Ce qui nous intéresse ici c'est de voir que tout se dit à partir de l'expérience fondamentale de résurrection qui, en un certain sens, fait cercle. Et la conséquence immédiate pour nous c'est que ce que veut dire Dieu dans le premier christianisme ne peut être pensé à partir d'ailleurs que de cette expérience-là. Nous n'avons donc pas à dire par mode répétitif des données dogmatiques sur la nature ou l'essence divine, sur l'Incarnation etc. Toutes les choses justes qui peuvent être dites dans l'emploi de ces mots ne sont dans leur validité première qu'à la mesure où elles sont dans le mouvement même qui leur donne sens et qui est celui que nous venons d'apercevoir. En particulier, que le traité de Dieu puisse être constitué indépendamment de la résurrection dans la théologie classique est sous ce rapport impensable puisque le sens du mot "Dieu" vient de l'expérience de résurrection. Vous me direz : « Mais le mot Dieu était employé avant ! » Bien sûr. Mais les multiples valeurs sémantiques de ce mot sont ressaisies à partir de cette expérience qui leur donne sens neuf.

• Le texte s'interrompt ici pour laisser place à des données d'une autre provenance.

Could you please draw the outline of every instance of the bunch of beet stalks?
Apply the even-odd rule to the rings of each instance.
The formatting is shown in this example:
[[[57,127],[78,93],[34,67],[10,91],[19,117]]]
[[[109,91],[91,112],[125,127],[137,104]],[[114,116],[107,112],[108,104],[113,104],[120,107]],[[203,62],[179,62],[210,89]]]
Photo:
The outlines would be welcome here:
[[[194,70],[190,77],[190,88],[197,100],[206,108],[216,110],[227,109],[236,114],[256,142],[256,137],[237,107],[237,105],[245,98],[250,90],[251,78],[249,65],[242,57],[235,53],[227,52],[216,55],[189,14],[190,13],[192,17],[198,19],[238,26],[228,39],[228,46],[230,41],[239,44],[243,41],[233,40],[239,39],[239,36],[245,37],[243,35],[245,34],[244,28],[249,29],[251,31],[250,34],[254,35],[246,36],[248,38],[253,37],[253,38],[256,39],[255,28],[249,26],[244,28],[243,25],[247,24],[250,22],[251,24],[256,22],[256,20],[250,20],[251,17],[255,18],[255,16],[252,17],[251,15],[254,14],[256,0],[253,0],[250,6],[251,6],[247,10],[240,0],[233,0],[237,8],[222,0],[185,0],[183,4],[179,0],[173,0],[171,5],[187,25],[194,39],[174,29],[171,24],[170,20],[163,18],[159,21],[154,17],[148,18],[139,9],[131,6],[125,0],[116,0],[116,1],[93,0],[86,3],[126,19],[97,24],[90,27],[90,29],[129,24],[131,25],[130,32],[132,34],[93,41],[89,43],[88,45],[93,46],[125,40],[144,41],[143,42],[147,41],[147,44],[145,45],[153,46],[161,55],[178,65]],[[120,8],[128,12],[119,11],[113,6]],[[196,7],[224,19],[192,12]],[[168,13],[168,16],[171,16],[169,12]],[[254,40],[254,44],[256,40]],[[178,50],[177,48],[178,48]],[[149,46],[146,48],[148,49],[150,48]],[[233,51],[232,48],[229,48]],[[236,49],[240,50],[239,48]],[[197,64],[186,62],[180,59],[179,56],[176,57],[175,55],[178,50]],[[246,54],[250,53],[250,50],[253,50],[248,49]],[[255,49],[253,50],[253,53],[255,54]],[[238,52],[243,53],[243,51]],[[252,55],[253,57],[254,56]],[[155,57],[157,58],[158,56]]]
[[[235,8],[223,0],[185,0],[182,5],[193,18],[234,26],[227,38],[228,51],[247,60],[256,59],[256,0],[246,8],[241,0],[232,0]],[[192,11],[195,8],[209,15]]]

Ainsi, entendre notre texte, c'est entendre à partir de là si bien que nous pourrions en 5°) relire même le texte du récit par lequel nous avons commencé, c'est-à-dire les premiers versets de ce chapitre, et alors nous serions fondés à lui donner sa dimension qui est nullement celle d'une anecdote particulière, mais de ce à partir de quoi se déchiffre mon propre sens de la mort et de la vie, de la servitude et de la liberté, de la paralysie et du déliement, comme notamment l'essentiel de l'Évangile. Je veux dire que, par là, se justifie le fait que nous soupçonnions dès le début que le véritable référence du texte n'est pas une actualité anecdotique, et que le véritable référence est tout l'homme et toute l'humanité. Et là nous accédons à la dimension du texte.